The Walbridge fire near us, the one that evacuated us, still burns. Many have lost their homes, and we will mourn with them, even while experiencing relief that most evacuations orders are lifted and the fire perimeter is holding.
I’ve heard from many of my friends that we are all weary of virus and fires and of smoky air that keeps us inside. We are unable to breathe deep and have feel that “it’s over now”. And we probably have three more months of “fire season” ahead.
The last two days I’ve turned back to my mixed media, expressive, intuitive Muse art to help me deal with those feelings that the mind has not been able to keep up with.
I grabbed a new bottle of black ink and as I dropped, splattered, smeared and scraped. . .

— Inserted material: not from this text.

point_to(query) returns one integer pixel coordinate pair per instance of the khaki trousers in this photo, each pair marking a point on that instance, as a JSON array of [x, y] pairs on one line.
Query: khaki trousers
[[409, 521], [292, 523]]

the words “ashes, ashes, we all fall down!” kept popping up. Hmmm. . .a nursery rhyme. Remember?
Ring around the rosies
A pocket full of posies
Ashes, ashes
We all fall down!
So I decided to research the rhyme and here’s what I found! Ring-a-round the rosie (probably in the Great Plague of London in 1665) referred to a red circular rash common in some forms of plague. The posies would have represented the different flowers and herbs people carried to ward off disease. The ashes or a-tishoo and falling down was supposed to mimic sneezing and eventually dying from the disease.
It seems that fire and plague have joined hands again!

And so I did another on the same theme, with the rosies/posies and ashes and that red orange we’ve seen on the horizon of late, either at sunset or sunrise, tinting the sun and the moon.
Rosies and posies, fire and plague. No wonder I can’t get the mind around it. But art can.